Opposite the pole lathes was Clog maker Jeremy Atkinson making traditional wooden soled and leather clogs. He is apparently Britain's last remaining clog maker.  At the Staffs show, he was making clog soles from fresh cherry, and people stood around fascinated watching him.

During my chat with Jeremy, Lyndsay who had ordered a pair of clogs the previous year, came back to have them fitted. She presented the clogs back to Jeremy saying she was feeling guilty she had left it so long to have them fitted and was also not 100% sure she could do it herself successfully despite Jeremy's written instructions on the clog itself. 

 Take a look at the fitting instructions, I just had to get a picture of this!
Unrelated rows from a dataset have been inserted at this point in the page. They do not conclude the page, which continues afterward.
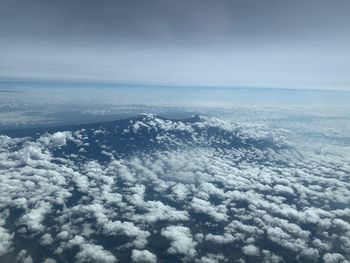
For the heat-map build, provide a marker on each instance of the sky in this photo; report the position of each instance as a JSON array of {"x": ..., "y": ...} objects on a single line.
[{"x": 271, "y": 43}]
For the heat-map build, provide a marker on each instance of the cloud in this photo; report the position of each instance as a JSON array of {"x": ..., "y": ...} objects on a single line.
[
  {"x": 143, "y": 256},
  {"x": 181, "y": 240},
  {"x": 204, "y": 185}
]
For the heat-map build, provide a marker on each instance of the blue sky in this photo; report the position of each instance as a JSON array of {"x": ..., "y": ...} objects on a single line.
[{"x": 294, "y": 44}]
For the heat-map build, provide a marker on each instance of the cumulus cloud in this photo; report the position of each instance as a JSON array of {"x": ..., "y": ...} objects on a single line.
[
  {"x": 190, "y": 187},
  {"x": 143, "y": 256},
  {"x": 181, "y": 240}
]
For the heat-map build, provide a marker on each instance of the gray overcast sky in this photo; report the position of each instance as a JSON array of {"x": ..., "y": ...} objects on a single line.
[{"x": 269, "y": 43}]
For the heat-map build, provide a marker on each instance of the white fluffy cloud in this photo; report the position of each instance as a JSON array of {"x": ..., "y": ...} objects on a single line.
[{"x": 216, "y": 184}]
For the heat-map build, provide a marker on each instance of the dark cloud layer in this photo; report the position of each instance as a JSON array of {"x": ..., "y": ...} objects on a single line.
[{"x": 258, "y": 43}]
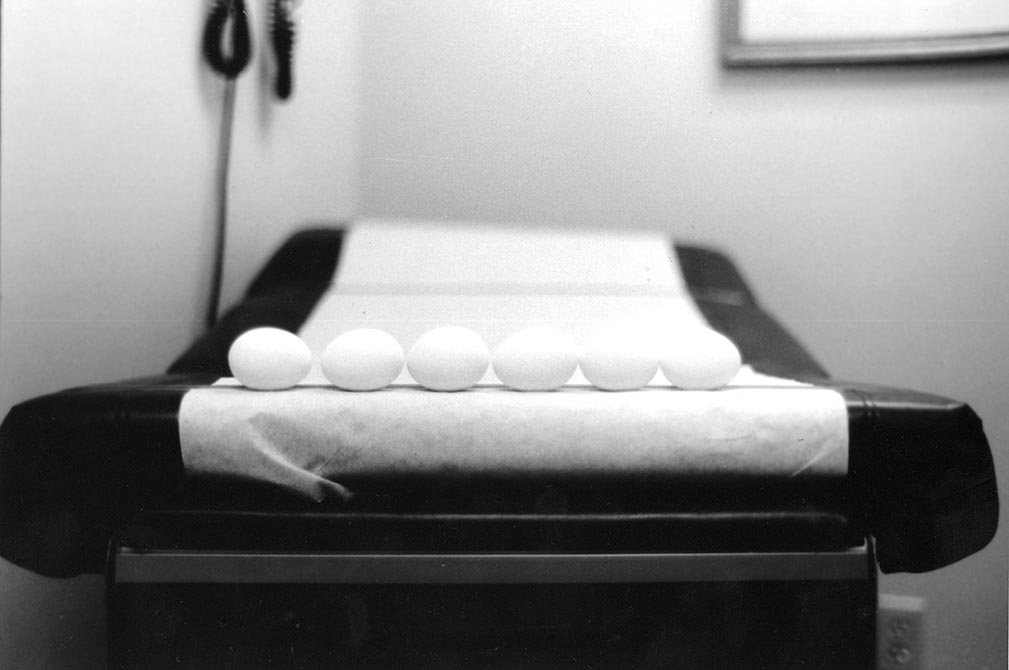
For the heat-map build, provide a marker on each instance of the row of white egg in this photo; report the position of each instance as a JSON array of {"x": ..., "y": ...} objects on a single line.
[{"x": 455, "y": 358}]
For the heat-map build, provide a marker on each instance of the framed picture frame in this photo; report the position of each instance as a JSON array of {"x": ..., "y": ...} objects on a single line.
[{"x": 806, "y": 32}]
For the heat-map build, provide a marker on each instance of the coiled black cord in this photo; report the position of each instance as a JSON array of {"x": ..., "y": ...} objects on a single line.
[{"x": 229, "y": 65}]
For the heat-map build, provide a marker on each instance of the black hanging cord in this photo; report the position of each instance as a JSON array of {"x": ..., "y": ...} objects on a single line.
[
  {"x": 282, "y": 34},
  {"x": 229, "y": 65}
]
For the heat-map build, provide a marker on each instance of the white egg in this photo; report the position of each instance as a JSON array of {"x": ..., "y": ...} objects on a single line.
[
  {"x": 448, "y": 358},
  {"x": 269, "y": 359},
  {"x": 699, "y": 358},
  {"x": 619, "y": 359},
  {"x": 536, "y": 358},
  {"x": 362, "y": 359}
]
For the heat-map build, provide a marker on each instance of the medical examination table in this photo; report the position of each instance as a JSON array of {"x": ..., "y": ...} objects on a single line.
[{"x": 489, "y": 563}]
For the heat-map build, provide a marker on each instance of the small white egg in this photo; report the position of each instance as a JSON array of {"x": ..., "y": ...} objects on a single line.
[
  {"x": 536, "y": 358},
  {"x": 269, "y": 359},
  {"x": 448, "y": 358},
  {"x": 619, "y": 359},
  {"x": 362, "y": 359},
  {"x": 699, "y": 358}
]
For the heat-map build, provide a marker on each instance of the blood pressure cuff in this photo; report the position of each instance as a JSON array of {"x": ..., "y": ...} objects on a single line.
[{"x": 77, "y": 467}]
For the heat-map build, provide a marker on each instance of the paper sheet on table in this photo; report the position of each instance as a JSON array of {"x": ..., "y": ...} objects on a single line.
[{"x": 408, "y": 277}]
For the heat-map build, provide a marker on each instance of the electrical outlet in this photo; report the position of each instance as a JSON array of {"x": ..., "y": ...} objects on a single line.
[{"x": 900, "y": 639}]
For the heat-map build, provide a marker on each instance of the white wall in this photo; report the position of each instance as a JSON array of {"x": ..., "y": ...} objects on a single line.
[
  {"x": 868, "y": 207},
  {"x": 109, "y": 138}
]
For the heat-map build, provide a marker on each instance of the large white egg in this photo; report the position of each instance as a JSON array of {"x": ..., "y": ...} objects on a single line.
[
  {"x": 699, "y": 358},
  {"x": 619, "y": 359},
  {"x": 362, "y": 359},
  {"x": 269, "y": 359},
  {"x": 448, "y": 358},
  {"x": 536, "y": 358}
]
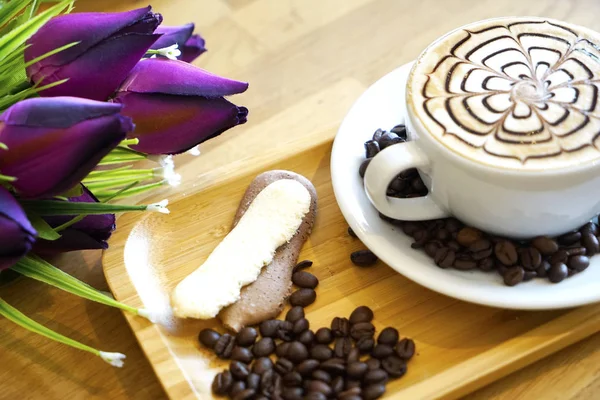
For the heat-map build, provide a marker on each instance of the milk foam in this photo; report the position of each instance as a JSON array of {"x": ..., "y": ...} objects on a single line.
[{"x": 519, "y": 93}]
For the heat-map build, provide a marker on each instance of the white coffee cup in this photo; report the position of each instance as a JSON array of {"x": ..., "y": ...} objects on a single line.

You don't get fitting like this is a high street shop! (You may have to click on the picture to read the text.)

It reads, "Dear Lindsey, please try each of these on in turn with your heel against the leather, draw round your foot so that the line you draw falls vertically below the edge of your foot. You'll need to angle the biro inward to acheive this *. Then pull over the thread and tie off to get your arch height. Also mark any point underfoot which is uncomfortable and return!"

This is Lyndsey having her clogs fitted - measuring the height of the arch, checking for comfort, then deciding on which leather upper she wanted. Lyndsey said her friends thought she was crazy spending £150 on a pair of clogs, then she went on to say how 3 of them had just spent £50 each on a pair of flip flops which would last a summer at most.

Lyndsey started saving up by putting money in a shoe every day...unfortunately she started dipping into her clog fund and now has to save up again to have them finished off.

Jeremy just had a customer from 15 years ago bring back a pair of clogs for repair. He said "I make them to last, which means they cost more to make. It's harder for me to earn a living that way, because they last so long, but that's the way it should be". Hopefully we'll see Lyndsey in her new clogs by the end of the year.

Further up the track was Owen Jones,  one of only two professional oak swill basket makers in the country. Oak swills are traditional, beautiful and very strong. You can sit and talk to Owen for hours while he makes the baskets at a rate of 2 or 3 large baskets a day. He is just one of those thoroughly interesting crafts people.

 Lastly Doug Joiner and his apprentice Richard were working the heavy horses in the wood. Chain harrowing and rolling bracken, felling and hauling timber to the woodmeiser. 

Lovely to see everyone having such a nice time at the show, and all of the Woodfest section was organised by Doug Joiner - well worth a visit next year!